The club isn’t always school-based. On occasion, it gets together and watches taekwondo tournaments and, if some of its members are interested, they can compete in them.

Coliflores said that some of Cerritos’ taekwondo students have already competed outside of school.

Hankins and Julius Ehua competed in the notable “Jimmy Kim” tournament and actually placed in the top three in their level.

The idea of a club sparked off as people would bring up other techniques.

Even though the techniques were welcomed by Coliflores, and now president Rob Flores, he thought that rather than taking class time to talk about these other techniques, it would be better to establish a club.

“We can even go further by establishing ourselves as a club as well, and at that time specifically we would share more different varieties of styles,” Flores said.

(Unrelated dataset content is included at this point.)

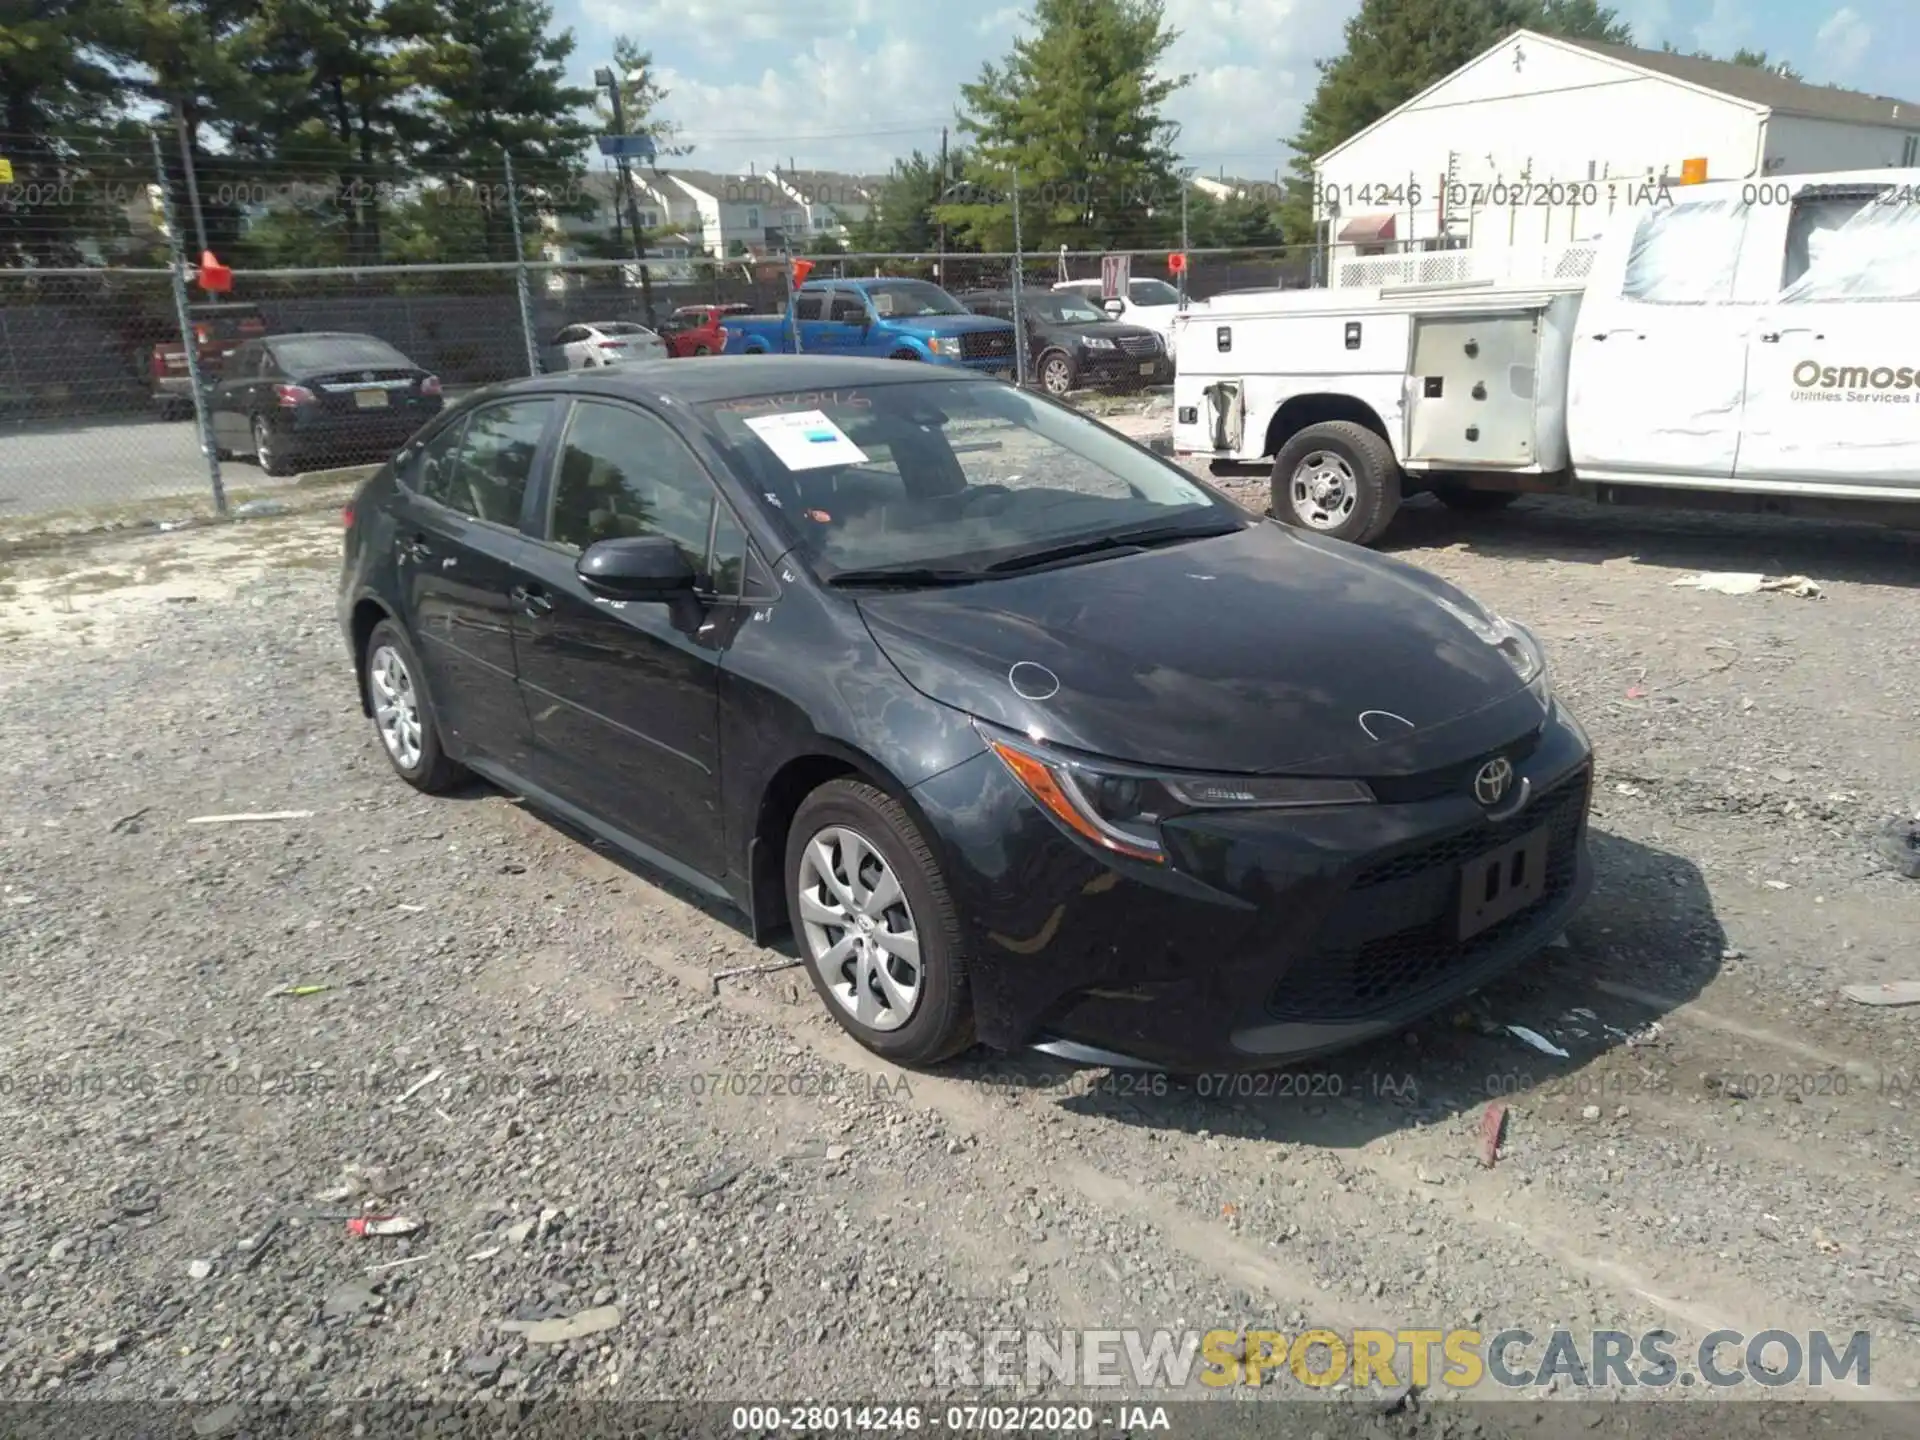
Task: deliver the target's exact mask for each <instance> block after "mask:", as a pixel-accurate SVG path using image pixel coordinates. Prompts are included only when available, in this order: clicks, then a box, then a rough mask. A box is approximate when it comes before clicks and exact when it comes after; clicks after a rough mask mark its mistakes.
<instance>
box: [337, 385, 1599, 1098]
mask: <svg viewBox="0 0 1920 1440" xmlns="http://www.w3.org/2000/svg"><path fill="white" fill-rule="evenodd" d="M338 612H340V624H342V630H344V639H346V645H348V655H349V659H351V664H353V668H355V674H357V678H359V687H361V705H363V710H365V712H367V716H371V720H372V728H374V733H376V737H378V743H380V747H382V749H384V753H386V756H388V760H390V764H392V766H394V770H396V772H397V774H399V776H401V780H405V781H407V783H411V785H415V787H417V789H422V791H430V793H434V791H445V789H449V787H453V785H457V783H461V778H463V776H465V774H467V772H472V774H478V776H482V778H486V780H490V781H493V783H497V785H501V787H505V789H509V791H513V793H516V795H520V797H524V799H526V801H528V803H532V804H534V806H536V808H543V810H547V812H549V814H553V816H559V818H563V820H566V822H568V824H572V826H574V828H578V829H582V831H586V833H589V835H593V837H597V839H599V841H603V843H607V845H611V847H612V849H616V851H620V852H624V854H628V856H632V858H636V860H639V862H645V864H651V866H655V868H657V870H660V872H662V874H666V876H672V877H676V879H678V881H682V883H684V885H687V887H691V889H693V891H699V893H703V895H707V897H712V899H716V900H722V902H732V904H735V906H739V908H741V910H743V912H745V914H747V918H749V922H751V927H753V935H755V939H756V941H762V943H766V941H770V939H772V937H776V935H778V933H781V931H783V929H789V927H791V931H793V933H795V941H797V947H799V952H801V956H803V958H804V964H806V970H808V973H810V977H812V983H814V989H816V991H818V993H820V996H822V1002H824V1004H826V1008H828V1010H829V1012H831V1014H833V1018H835V1020H837V1021H839V1023H841V1025H845V1029H847V1031H849V1033H852V1035H854V1037H856V1039H858V1041H860V1043H862V1044H866V1046H868V1048H870V1050H874V1052H877V1054H881V1056H887V1058H891V1060H895V1062H900V1064H931V1062H937V1060H941V1058H943V1056H950V1054H956V1052H958V1050H962V1048H964V1046H968V1044H970V1043H972V1041H973V1039H979V1041H985V1043H987V1044H991V1046H998V1048H1016V1046H1029V1044H1031V1046H1041V1048H1050V1050H1052V1052H1056V1054H1064V1056H1068V1058H1071V1060H1081V1062H1092V1064H1154V1066H1164V1068H1169V1069H1217V1068H1250V1069H1252V1068H1271V1066H1275V1064H1279V1062H1284V1060H1292V1058H1298V1056H1302V1054H1311V1052H1321V1050H1329V1048H1336V1046H1346V1044H1352V1043H1356V1041H1363V1039H1367V1037H1375V1035H1384V1033H1390V1031H1396V1029H1400V1027H1404V1025H1405V1023H1407V1021H1411V1020H1415V1018H1417V1016H1421V1014H1425V1012H1430V1010H1434V1008H1438V1006H1444V1004H1448V1002H1452V1000H1455V998H1457V996H1461V995H1465V993H1469V991H1473V989H1475V987H1478V985H1482V983H1484V981H1488V979H1490V977H1492V975H1496V973H1500V972H1503V970H1507V968H1509V966H1513V964H1517V962H1519V960H1523V958H1524V956H1530V954H1534V952H1536V950H1540V948H1542V947H1544V945H1546V943H1549V941H1551V939H1553V937H1555V935H1559V933H1561V929H1563V927H1565V924H1567V920H1569V916H1571V914H1572V912H1574V908H1576V906H1578V904H1580V902H1582V899H1584V897H1586V893H1588V887H1590V883H1592V870H1590V862H1588V851H1586V818H1588V799H1590V774H1592V764H1590V760H1592V756H1590V747H1588V739H1586V735H1584V733H1582V730H1580V726H1578V724H1576V722H1574V720H1572V718H1571V716H1569V714H1567V710H1565V708H1563V707H1561V705H1559V701H1557V699H1555V695H1553V689H1551V685H1549V678H1548V668H1546V660H1544V657H1542V651H1540V645H1538V641H1536V639H1534V637H1532V636H1530V634H1528V632H1526V630H1524V628H1523V626H1519V624H1515V622H1513V620H1507V618H1501V616H1500V614H1494V612H1492V611H1488V609H1484V607H1482V605H1478V603H1476V601H1473V599H1471V597H1469V595H1465V593H1463V591H1459V589H1455V588H1453V586H1452V584H1448V582H1446V580H1440V578H1438V576H1432V574H1427V572H1423V570H1417V568H1413V566H1409V564H1405V563H1400V561H1394V559H1388V557H1380V555H1373V553H1369V551H1363V549H1357V547H1354V545H1344V543H1340V541H1332V540H1327V538H1323V536H1315V534H1309V532H1300V530H1290V528H1286V526H1281V524H1275V522H1269V520H1256V518H1252V516H1250V515H1246V513H1244V511H1242V509H1238V507H1236V505H1233V503H1231V501H1229V499H1227V497H1225V495H1221V493H1219V492H1215V490H1212V488H1210V486H1206V484H1202V482H1198V480H1194V478H1190V476H1188V474H1187V472H1185V470H1181V468H1177V467H1175V465H1171V463H1169V461H1162V459H1158V457H1156V455H1152V453H1148V451H1146V449H1144V447H1140V445H1135V444H1133V442H1129V440H1125V438H1121V436H1117V434H1114V432H1112V430H1108V428H1106V426H1102V424H1098V422H1096V420H1091V419H1087V417H1083V415H1079V413H1077V411H1073V409H1069V407H1066V405H1060V403H1056V401H1052V399H1048V397H1044V396H1037V394H1031V392H1023V390H1016V388H1012V386H1006V384H996V382H993V380H987V378H983V376H977V374H966V372H962V371H933V369H925V367H910V365H893V363H885V361H872V359H852V357H806V359H793V357H751V359H749V357H741V359H712V361H708V363H705V365H682V363H659V365H634V367H622V369H612V371H593V372H586V374H566V376H543V378H536V380H518V382H513V384H507V386H499V388H495V390H490V392H486V394H482V396H476V397H470V399H467V401H463V403H459V405H455V407H453V409H451V411H449V413H447V415H445V417H444V419H442V420H440V422H438V424H434V426H430V428H428V430H424V432H422V434H420V436H417V438H415V440H413V442H411V444H409V445H407V449H405V451H403V453H401V455H397V457H396V459H394V461H392V463H390V465H386V467H382V468H380V470H378V472H376V474H374V476H372V478H371V480H369V482H367V484H365V486H363V488H361V490H359V492H357V495H355V499H353V503H351V511H349V515H348V532H346V557H344V568H342V576H340V597H338Z"/></svg>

He said that the club and practice of martial arts go beyond the whole fighting aspect of it.

“There’s a lot more to it. It’s growing as an individual, and after all, you only strengthen yourself confidence-wise. Not only that [but] you lose weight,” Flores explained.

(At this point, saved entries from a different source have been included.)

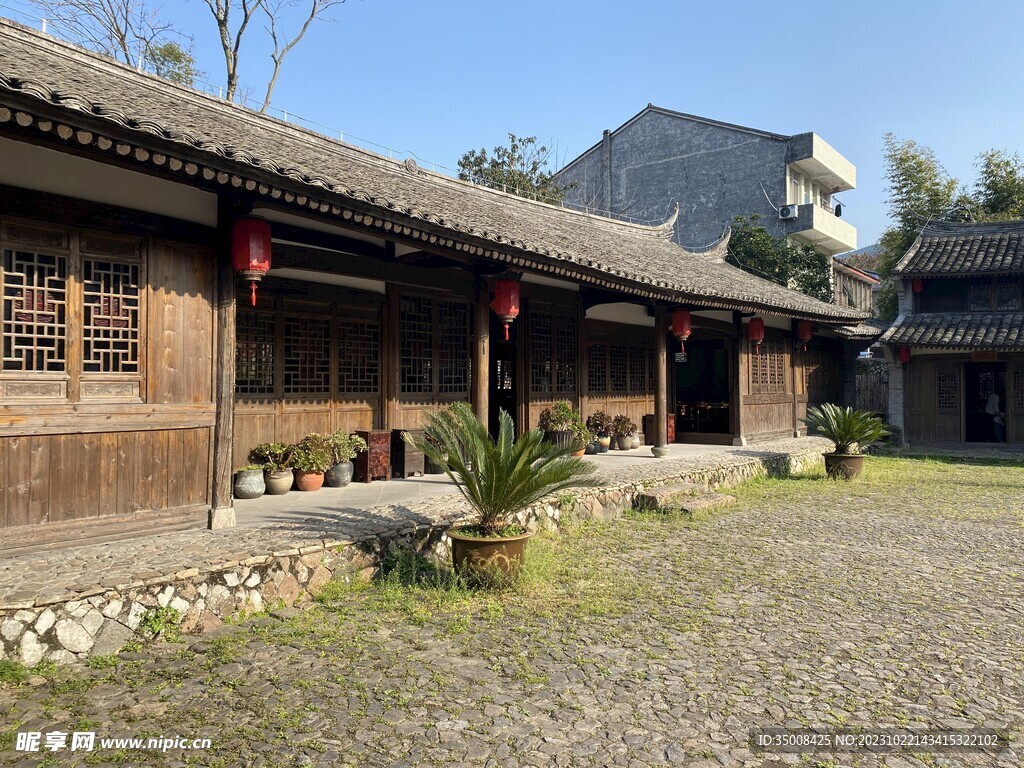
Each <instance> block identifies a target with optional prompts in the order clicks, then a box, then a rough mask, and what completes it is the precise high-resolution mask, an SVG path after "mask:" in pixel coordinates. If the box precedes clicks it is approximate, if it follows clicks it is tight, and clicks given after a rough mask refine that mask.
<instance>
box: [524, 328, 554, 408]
mask: <svg viewBox="0 0 1024 768" xmlns="http://www.w3.org/2000/svg"><path fill="white" fill-rule="evenodd" d="M552 347H553V340H552V337H551V315H550V314H549V313H548V312H538V311H534V312H530V317H529V391H530V392H531V393H534V394H548V393H550V392H551V374H552V370H551V369H552V365H553V364H552V356H551V352H552Z"/></svg>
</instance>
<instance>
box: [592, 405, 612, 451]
mask: <svg viewBox="0 0 1024 768" xmlns="http://www.w3.org/2000/svg"><path fill="white" fill-rule="evenodd" d="M587 429H589V430H590V431H591V432H593V433H594V434H596V435H597V443H598V445H599V446H600V453H602V454H606V453H608V447H609V446H610V445H611V417H610V416H608V415H607V414H606V413H604V412H603V411H595V412H594V413H593V414H591V415H590V416H588V417H587Z"/></svg>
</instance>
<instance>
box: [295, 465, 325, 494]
mask: <svg viewBox="0 0 1024 768" xmlns="http://www.w3.org/2000/svg"><path fill="white" fill-rule="evenodd" d="M295 487H297V488H298V489H299V490H319V489H321V488H322V487H324V473H323V472H306V471H305V470H304V469H297V470H295Z"/></svg>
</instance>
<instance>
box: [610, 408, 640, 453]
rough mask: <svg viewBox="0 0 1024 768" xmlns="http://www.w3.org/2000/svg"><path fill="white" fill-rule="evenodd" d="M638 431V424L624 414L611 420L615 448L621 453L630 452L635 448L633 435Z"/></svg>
mask: <svg viewBox="0 0 1024 768" xmlns="http://www.w3.org/2000/svg"><path fill="white" fill-rule="evenodd" d="M636 431H637V425H636V422H634V421H633V420H632V419H630V417H628V416H626V415H624V414H620V415H618V416H616V417H615V418H614V419H612V420H611V434H612V436H614V438H615V447H617V449H618V450H620V451H629V450H630V449H631V447H632V446H633V433H634V432H636Z"/></svg>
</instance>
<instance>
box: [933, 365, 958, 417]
mask: <svg viewBox="0 0 1024 768" xmlns="http://www.w3.org/2000/svg"><path fill="white" fill-rule="evenodd" d="M935 401H936V404H937V406H938V410H939V413H942V414H957V413H959V376H958V375H957V372H956V371H938V372H936V375H935Z"/></svg>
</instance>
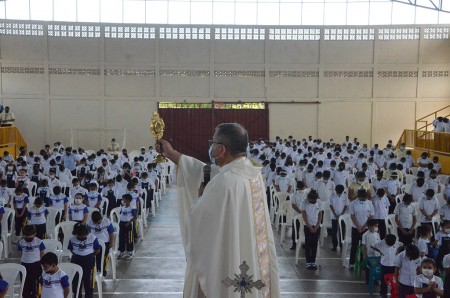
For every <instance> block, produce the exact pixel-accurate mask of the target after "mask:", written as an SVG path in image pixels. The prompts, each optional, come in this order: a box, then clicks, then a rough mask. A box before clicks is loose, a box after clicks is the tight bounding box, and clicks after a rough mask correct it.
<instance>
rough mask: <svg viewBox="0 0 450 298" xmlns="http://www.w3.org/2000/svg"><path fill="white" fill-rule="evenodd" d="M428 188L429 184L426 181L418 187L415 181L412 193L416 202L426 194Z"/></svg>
mask: <svg viewBox="0 0 450 298" xmlns="http://www.w3.org/2000/svg"><path fill="white" fill-rule="evenodd" d="M427 189H428V185H427V184H426V183H424V184H423V185H422V186H421V187H418V186H417V184H416V183H415V182H414V183H413V184H412V186H411V194H412V196H413V200H414V202H419V201H420V200H421V199H422V198H423V197H424V196H425V192H426V191H427Z"/></svg>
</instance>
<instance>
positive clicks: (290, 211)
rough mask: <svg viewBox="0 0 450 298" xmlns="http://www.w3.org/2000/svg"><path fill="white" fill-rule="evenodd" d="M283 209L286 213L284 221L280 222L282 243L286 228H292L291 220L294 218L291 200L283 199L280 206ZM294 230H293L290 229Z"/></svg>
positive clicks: (283, 237) (292, 208)
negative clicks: (291, 229) (283, 201)
mask: <svg viewBox="0 0 450 298" xmlns="http://www.w3.org/2000/svg"><path fill="white" fill-rule="evenodd" d="M281 208H282V209H283V210H285V213H286V221H284V222H282V223H281V238H280V241H281V244H283V241H284V238H285V237H286V230H287V229H288V228H292V220H293V218H294V209H293V208H292V202H291V201H285V202H284V203H283V205H282V206H281ZM292 232H294V231H292Z"/></svg>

The club doesn’t jump straight into a technique. It gradually makes sure you’ve stretched well so that you are able to do the technique effectively and without injury.

Coliflores likes to show the class self-defense grappling techniques from hapkido once in a while in both the class and the club.

Hapkido’s techniques are not so concerned about physical prowess as they are about technique and finesse.

“It (hapkido) looks pretty effective so that you’re not even hurting the person. You’re just getting them to stop [attacking],” Flores said.

This club is very unique as far as politics go.

When it comes to electing their president and vice president, having a white belt does not meet their minimum requirements.

The club prefers for its leaders to be experienced in and knowledgeable of martial arts, but all other positions are open to everybody else in the club.

As of late, the club is also trying to stay active in raising money. It will host a snow cone fundraiser on campus on Oct. 14.

If anyone would like to join the Martial Arts Club, you can always find the advisor, president and vice president during their taekwondo class every Monday and Wednesday from 12:30 p.m. to 2:00 p.m.